| | | Mark Zuckerberg Just Declared War on the iPhone Meta’s CEO painted a vision for how AI creates an opening for new ‘primary computing devices’
By Tim Higgins
Aug. 3, 2025 5:30 am ET
Mark Zuckerberg didn’t use Apple’s AAPL name the other day when laying out his vision for marrying superintelligent AI and his hardware. He might as well have.
The Meta Platforms META chief is just the latest in Silicon Valley to put a bull’s-eye on the iPhone’s role as gatekeeper to the digital world. He did so in a manifesto that dropped during a week when everyone was fixated on earnings from Meta and its Big Tech rivals.
Zuckerberg is clearly betting that advanced artificial intelligence’s near emergence will finally open the door to a post-smartphone world. “Personal devices like glasses that understand our context because they can see what we see, hear what we hear, and interact with us throughout the day will become our primary computing devices,” he wrote Wednesday in an online post detailing how Meta will bring AI to users.
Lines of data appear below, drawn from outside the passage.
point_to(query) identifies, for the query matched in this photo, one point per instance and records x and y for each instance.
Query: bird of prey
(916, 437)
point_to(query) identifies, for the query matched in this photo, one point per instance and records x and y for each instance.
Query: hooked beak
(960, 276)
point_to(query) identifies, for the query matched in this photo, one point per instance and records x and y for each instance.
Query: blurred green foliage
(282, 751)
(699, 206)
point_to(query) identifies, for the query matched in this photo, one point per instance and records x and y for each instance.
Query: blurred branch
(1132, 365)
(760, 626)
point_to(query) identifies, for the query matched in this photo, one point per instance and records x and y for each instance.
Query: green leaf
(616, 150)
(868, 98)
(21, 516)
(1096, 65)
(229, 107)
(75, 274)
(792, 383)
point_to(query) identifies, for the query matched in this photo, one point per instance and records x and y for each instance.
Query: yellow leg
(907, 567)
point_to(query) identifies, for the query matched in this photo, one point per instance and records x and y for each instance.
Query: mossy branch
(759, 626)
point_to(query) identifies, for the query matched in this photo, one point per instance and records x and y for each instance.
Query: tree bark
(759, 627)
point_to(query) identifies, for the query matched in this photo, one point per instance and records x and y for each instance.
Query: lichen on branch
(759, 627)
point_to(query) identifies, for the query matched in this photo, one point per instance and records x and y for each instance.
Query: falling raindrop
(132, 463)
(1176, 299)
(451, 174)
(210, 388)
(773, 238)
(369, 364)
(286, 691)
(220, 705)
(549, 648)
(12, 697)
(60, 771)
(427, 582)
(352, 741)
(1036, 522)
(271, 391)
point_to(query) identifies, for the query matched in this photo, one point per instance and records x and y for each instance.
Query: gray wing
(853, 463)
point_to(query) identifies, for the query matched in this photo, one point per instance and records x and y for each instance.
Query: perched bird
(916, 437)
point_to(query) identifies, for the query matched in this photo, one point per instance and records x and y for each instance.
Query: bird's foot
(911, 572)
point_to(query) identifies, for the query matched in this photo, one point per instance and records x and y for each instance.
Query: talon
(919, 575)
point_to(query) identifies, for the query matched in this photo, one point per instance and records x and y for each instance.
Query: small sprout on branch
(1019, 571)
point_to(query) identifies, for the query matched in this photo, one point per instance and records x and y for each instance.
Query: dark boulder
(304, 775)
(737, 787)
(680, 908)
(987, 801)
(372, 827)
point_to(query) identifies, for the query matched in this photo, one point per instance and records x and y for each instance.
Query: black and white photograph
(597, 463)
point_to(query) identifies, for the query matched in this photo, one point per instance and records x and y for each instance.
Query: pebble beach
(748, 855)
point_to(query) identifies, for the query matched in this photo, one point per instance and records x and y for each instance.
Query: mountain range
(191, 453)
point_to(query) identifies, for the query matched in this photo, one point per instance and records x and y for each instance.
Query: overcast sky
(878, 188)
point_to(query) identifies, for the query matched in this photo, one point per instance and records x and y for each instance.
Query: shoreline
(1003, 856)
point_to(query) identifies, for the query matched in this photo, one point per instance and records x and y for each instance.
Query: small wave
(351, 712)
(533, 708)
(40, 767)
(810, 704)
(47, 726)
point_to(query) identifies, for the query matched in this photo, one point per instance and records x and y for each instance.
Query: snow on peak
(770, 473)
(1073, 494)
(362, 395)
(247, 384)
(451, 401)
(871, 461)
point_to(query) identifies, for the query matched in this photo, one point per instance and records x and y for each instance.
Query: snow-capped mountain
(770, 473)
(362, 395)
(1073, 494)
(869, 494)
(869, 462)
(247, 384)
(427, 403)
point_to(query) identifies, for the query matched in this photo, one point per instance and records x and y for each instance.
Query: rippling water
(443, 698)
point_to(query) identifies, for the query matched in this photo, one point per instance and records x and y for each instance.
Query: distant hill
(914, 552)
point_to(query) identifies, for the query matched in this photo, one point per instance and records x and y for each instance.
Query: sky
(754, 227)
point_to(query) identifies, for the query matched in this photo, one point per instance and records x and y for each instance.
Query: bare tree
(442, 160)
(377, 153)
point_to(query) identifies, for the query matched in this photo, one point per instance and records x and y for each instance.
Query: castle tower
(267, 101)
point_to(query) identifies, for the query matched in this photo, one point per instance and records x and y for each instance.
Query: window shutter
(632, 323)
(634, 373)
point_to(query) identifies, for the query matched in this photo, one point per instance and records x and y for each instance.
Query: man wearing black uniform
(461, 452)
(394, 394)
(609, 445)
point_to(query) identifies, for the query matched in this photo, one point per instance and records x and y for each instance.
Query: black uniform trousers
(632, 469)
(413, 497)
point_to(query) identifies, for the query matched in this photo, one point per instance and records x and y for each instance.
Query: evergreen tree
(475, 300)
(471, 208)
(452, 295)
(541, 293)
He’s long dreamed of unseating Apple as his users’ primary computing device—whether through his own smartphone, VR goggles or augmented-reality glasses—but failed to do so. Now, he is spending big, offering $100 million pay packages to land top AI talent in an arms race to develop and commercialize AI.
It is an area where Apple is seen as a surprising laggard. The company has delayed features, and investors worry about the lack of investment compared with the likes of Meta, OpenAI and others.
The Facebook co-founder called his vision “personal superintelligence” and drew a path for finally achieving his desire to have an Apple-like experience that combines software and hardware. What has been a cold war with the bigger rival, becomes much hotter if Zuckerberg is really able to pull off what he’s suggesting, infusing his smartglasses—which he has been touting as the perfect device for AI assistants—with much more capability than they currently offer.
“Personal superintelligence that knows us deeply, understands our goals, and can help us achieve them will be by far the most useful,” he wrote.
Zuckerberg isn’t alone in believing that the time is ripe for a new pecking order among tech platforms—and the new fortunes that could unlock for the winners.